§ 51.21 CONSTRUCTION AND REMOVAL BONDS.
   (A)   Construction bond. Prior to the commencement of any construction, a construction permittee, excluding the county or city shall deposit with the Public Works Director, in a form acceptable to the Director of Law, an irrevocable, unconditional letter of credit and/or surety bond in an amount determined by the Public Works Director to be appropriate, based upon fair and reasonable criteria. Unless a construction default, problem, or deficiency involves an emergency or endangers the safety of the general public, the Public Works Director shall serve the construction permittee with notice detailing any construction default, problem, or deficiency. If the Public Works Director determines that correction or repair of the construction default, problem or deficiency has not occurred or has not been substantially initiated within ten calendar days after the date following service of notification and detailing the construction default, problem or deficiency, then the city may attach the letter of credit or surety bond. Upon attachment, written notice shall be served on the construction permittee by the Public Works Director.

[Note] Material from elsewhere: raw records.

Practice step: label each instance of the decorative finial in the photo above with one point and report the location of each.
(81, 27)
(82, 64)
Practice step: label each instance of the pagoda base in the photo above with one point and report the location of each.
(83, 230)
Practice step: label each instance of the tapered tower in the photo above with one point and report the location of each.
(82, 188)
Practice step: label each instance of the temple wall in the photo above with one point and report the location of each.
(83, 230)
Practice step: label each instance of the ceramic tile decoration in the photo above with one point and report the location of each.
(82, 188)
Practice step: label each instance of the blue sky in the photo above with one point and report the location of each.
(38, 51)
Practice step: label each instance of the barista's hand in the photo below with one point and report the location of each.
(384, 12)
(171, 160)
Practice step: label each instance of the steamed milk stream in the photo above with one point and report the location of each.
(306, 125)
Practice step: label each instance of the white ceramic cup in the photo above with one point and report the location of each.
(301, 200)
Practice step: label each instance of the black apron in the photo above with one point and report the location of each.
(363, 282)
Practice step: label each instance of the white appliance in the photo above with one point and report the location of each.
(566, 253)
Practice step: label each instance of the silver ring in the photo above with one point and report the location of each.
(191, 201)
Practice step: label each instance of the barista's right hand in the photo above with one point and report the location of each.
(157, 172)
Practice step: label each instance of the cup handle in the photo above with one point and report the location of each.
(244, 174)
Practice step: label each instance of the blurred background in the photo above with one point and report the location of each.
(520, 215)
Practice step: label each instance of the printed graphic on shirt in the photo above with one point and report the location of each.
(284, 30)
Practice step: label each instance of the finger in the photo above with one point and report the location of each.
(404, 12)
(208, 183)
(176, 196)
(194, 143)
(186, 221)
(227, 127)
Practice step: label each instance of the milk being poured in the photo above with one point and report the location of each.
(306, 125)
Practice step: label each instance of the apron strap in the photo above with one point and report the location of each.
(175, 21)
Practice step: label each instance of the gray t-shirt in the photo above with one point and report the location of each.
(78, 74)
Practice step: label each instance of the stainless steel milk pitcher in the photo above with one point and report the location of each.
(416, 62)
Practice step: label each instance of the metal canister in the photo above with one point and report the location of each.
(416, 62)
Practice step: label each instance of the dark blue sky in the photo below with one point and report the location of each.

   (B)   Removal bond. Upon issuance of a certificate of registration, and continuously thereafter until 120 days after a provider's facilities have been removed from the rights-of-way, (unless the Public Works Director notifies the provider that a reasonably longer period shall apply), a provider shall deposit with the Public Works Director and maintain, in a form acceptable to the Director of Law, an irrevocable, unconditional letter of credit or a surety bond in an amount equal to or greater than $50,000. The Public Works Director shall make all reasonable efforts to allow provider a period of five business days after serving notification to correct or repair any default, problem or deficiency prior to Public Works Director's attachment of letter of credit or surety bond regarding the removal of facilities. Upon attachment, written notice shall be provided to the provider by the Public Works Director.

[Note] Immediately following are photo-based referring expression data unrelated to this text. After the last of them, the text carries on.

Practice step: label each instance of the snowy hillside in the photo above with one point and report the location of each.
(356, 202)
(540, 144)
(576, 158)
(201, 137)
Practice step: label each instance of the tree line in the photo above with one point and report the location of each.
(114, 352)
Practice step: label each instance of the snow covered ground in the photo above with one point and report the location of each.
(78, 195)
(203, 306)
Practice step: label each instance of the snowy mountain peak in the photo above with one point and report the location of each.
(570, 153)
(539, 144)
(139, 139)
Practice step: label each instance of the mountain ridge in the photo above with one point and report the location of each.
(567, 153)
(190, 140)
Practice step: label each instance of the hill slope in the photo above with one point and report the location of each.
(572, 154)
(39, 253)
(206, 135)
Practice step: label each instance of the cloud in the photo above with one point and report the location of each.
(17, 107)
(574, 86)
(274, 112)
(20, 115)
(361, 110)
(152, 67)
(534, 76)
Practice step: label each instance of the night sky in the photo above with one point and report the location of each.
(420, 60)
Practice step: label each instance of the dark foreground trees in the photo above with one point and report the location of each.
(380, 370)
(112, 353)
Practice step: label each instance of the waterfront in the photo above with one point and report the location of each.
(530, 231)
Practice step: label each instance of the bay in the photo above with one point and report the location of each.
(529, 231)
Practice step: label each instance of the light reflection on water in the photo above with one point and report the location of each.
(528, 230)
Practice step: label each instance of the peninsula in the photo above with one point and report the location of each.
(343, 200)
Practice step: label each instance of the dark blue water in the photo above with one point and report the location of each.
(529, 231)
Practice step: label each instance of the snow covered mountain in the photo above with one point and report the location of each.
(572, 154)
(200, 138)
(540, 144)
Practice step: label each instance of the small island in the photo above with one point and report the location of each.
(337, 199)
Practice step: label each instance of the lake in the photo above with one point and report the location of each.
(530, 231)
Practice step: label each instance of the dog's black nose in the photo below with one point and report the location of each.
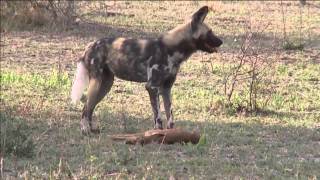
(219, 42)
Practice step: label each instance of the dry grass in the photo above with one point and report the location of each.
(282, 142)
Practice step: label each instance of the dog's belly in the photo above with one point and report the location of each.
(129, 69)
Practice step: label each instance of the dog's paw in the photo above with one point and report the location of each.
(158, 124)
(94, 127)
(170, 125)
(85, 127)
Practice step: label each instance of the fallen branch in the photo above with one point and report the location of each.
(165, 136)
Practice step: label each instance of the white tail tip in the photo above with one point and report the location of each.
(80, 82)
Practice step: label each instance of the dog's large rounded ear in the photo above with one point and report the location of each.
(199, 16)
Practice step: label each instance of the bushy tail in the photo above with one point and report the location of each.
(80, 82)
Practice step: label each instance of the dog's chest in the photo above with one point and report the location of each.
(174, 62)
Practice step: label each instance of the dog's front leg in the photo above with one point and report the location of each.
(166, 95)
(155, 103)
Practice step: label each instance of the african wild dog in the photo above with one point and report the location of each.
(154, 61)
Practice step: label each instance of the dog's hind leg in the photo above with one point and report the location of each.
(155, 103)
(167, 101)
(99, 86)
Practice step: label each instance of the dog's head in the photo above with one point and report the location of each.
(202, 35)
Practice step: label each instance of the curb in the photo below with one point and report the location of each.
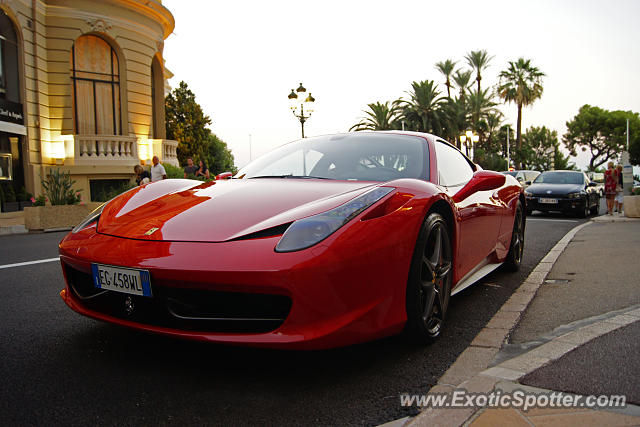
(13, 229)
(471, 370)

   (C)   Blanket bond. In lieu of the construction bond required by § 51.21(A) and the removal bond required by § 51.21(B), provider may deposit with the Public Works Director, in a form acceptable to the Director of Law, an irrevocable, unconditional letter of credit and/or surety bond in the amount of $5,000,000. Unless a construction default, problem or deficiency involves an emergency or endangers the safety of the general public, the Public Works Director shall make all reasonable efforts to allow permittee a period of five business days after sending notification in writing to the last known business address to correct or repair any construction default, problem or deficiency prior to Public Works Director's attachment of letter of credit or surety bond. Upon attachment, written notice shall be provided to the provider by the Public Works Director.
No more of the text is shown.